John, he said to himself, had been out of temper. He had eaten something that had disagreed with him. That was why he had flown out. How frightfully cross he himself was when he had indigestion! And he, Archie, would never have grudged John a[94] few pounds now and again if their positions had been reversed. Therefore, it was not likely John would either. And John had always been fond of him. He had nursed him once at college through a tedious illness, unadorned on his side by Christian patience and fortitude. Of course John was fond of him. Everybody was fond of him. It had been an unlucky business about Quicksilver. No wonder John had been annoyed. He would have been annoyed himself in his place. But (oh, all-embracing phrase!) it would be all right. He was eased of money difficulties for the moment, and John was not such a bad fellow after all. He would not really "turn against" him. He would be sure to come round in the future, as he had always done with clock-like regularity in the past.

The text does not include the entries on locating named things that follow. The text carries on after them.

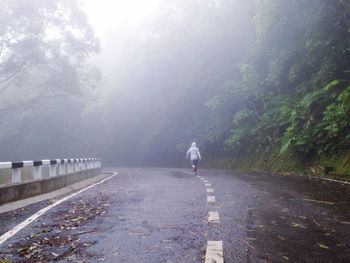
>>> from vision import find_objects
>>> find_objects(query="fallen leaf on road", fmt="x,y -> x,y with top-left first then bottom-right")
282,256 -> 289,261
292,222 -> 307,228
303,198 -> 335,205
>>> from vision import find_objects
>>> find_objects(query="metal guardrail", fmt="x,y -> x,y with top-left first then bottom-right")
0,158 -> 102,184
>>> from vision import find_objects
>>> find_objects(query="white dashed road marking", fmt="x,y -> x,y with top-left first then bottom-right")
207,196 -> 215,203
187,171 -> 224,263
0,173 -> 118,245
205,241 -> 224,263
208,212 -> 220,223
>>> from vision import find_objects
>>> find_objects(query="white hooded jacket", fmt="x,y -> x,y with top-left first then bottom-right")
186,142 -> 202,161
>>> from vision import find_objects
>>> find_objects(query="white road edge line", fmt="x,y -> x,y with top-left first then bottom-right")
208,212 -> 220,223
205,241 -> 224,263
0,172 -> 118,245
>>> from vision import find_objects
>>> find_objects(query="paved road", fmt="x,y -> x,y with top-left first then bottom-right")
0,168 -> 350,263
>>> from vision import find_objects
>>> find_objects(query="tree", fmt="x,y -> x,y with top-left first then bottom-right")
0,0 -> 99,116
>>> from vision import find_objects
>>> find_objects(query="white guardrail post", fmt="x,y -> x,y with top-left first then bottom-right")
0,158 -> 102,184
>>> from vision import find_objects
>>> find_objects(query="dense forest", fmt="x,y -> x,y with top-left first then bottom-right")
0,0 -> 350,175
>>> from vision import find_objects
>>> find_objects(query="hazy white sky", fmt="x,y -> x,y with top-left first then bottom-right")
81,0 -> 162,38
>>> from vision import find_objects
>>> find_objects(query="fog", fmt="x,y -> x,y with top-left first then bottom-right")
0,0 -> 254,166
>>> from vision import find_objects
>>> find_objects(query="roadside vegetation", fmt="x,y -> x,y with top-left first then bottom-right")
0,0 -> 350,177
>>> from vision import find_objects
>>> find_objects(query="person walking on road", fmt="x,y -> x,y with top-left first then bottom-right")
186,142 -> 202,173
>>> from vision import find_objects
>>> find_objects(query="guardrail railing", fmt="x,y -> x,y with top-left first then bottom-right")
0,158 -> 102,183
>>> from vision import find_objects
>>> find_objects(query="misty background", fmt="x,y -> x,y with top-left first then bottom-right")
0,0 -> 350,172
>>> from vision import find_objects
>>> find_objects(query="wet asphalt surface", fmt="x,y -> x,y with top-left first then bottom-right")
0,168 -> 350,263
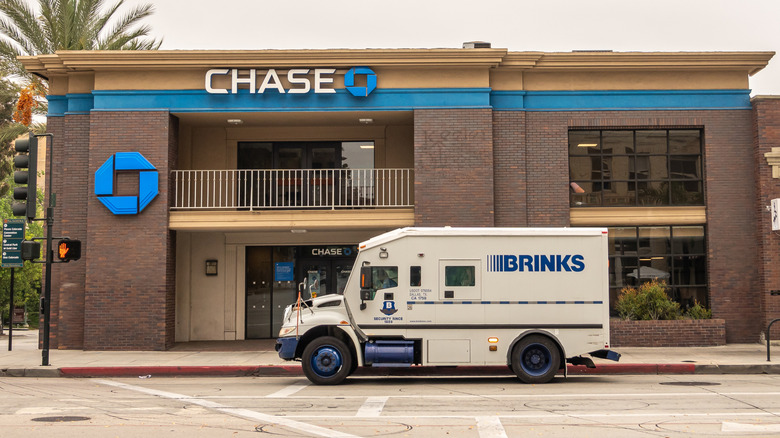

Archie slept the sleep of the just, and went off in the best of spirits and the most[95] expensive of light overcoats next morning with a cheque in his pocket.

John went back into the dining-hall after his departure to finish his breakfast, but apparently he was not hungry, for he forgot all about it. He went and stood in the bay window, as he had a habit of doing when in thought, and looked out. He did not see the purple pageant of the thunderstorm sweeping up across the moor and valley and already vibrating among the crests of the trees in the vivid sunshine below the castle wall. He was thinking intently of those two men, his next-of-kin.

Supposing he did not marry. Supposing he died childless. Overleigh and the other vast Tempest properties were entailed, in default of himself and his children, on Colonel Tempest and his children. Colonel Tempest and Archie came next behind him; one slip, and they would be in possession.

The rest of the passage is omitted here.